The US move deals a heavy blow to Ofer Bros. It will not be able to draw loans of more than $10 billion from US banks, secure financing from the Export-Import Bank of the US or receive US export licences.

At home, the Ofer family came under even further scrutiny after a newspaper alleged that ships belonging to companies owned by the group had docked in Iranian ports to load and offload goods at least 13 times in the past decade. The allegations prompted discussion over whether the company broke Israeli law that prohibits trade with enemy states.

The affair took a bizarre and titillating turn this week, when an MP abruptly cancelled a televised parliamentary meeting to discuss the affair after being handed a hand-written note. Carmel Shama-Hacohen has refused to discuss what was in the note, saying that it did not come from a political or business figure, prompting speculation that it originated with the security services.

Further clouding the picture, Mr Shama-Hacohen added: "It turns out that reality is much more complex, much more complicated and touchy than the average imagination can handle."

His words only heightened speculation that Ofer Bros had helped Israel's security services, an assumption apparently encouraged by sources close to the Ofer family.

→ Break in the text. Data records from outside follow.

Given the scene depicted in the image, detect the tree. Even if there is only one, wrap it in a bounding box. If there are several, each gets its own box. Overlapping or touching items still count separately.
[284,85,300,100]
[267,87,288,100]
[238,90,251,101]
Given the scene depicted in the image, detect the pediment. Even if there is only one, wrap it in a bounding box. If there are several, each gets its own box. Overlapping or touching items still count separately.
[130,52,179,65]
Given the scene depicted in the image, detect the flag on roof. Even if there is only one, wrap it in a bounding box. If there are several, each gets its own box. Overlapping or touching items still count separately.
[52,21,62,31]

The best-selling Yedioth Ahronoth quoted a high-ranking official as saying that the company had "performed a significant service for the state of Israel ... at times while endangering their business."

Ronen Bergman, the author of a forthcoming book on Mossad, the Israeli secret service, said that while Israel had a history of using Israeli or Jewish businessmen to further its security interests, Ofer Bros could be playing up its co-operation with the security services to limit the damage to its reputation domestically. "According to the bizarre psychology of Israelis, you can be blamed with all sorts of wrongdoing" and get away with it, he said, referring to allegations levelled at Ofer Bros in the past. "But if you damage national security or are blamed for doing business with the 'empire of evil'... they [Ofer Bros] know this will not go away easily."

Others, such as the Labour party MP Einat Wilf, were sceptical that there was any truth to the suggestions. "They are trying to create a smokescreen to defend enormous economic interests by using the pretext of security so the whole world will just say 'Amen' and ask no questions," Ms Wilf told public radio.

The Ofer siblings, estimated by Forbes magazine to have a combined wealth of $10.3 billion, control a vast array of holdings in Israel and overseas, spanning energy, shipping and media. But their businesses have frequently attracted unwelcome scrutiny, and critics have charged that the brothers grew rich at the expense of the state, buying up privatised assets cheaply with the collusion of government officials.

Among their most profitable enterprises is the controversial Dead Sea Works, a chemical plant that is blamed for extensive pollution and causing the sea to shrink at an alarming rate. The brothers were accused of influencing the Israeli media when domestic television channels refused to broadcast a documentary investigating links between Ofer Bros and the political establishment. It was shown by Channel 1 after it agreed to air a filmed response from the company.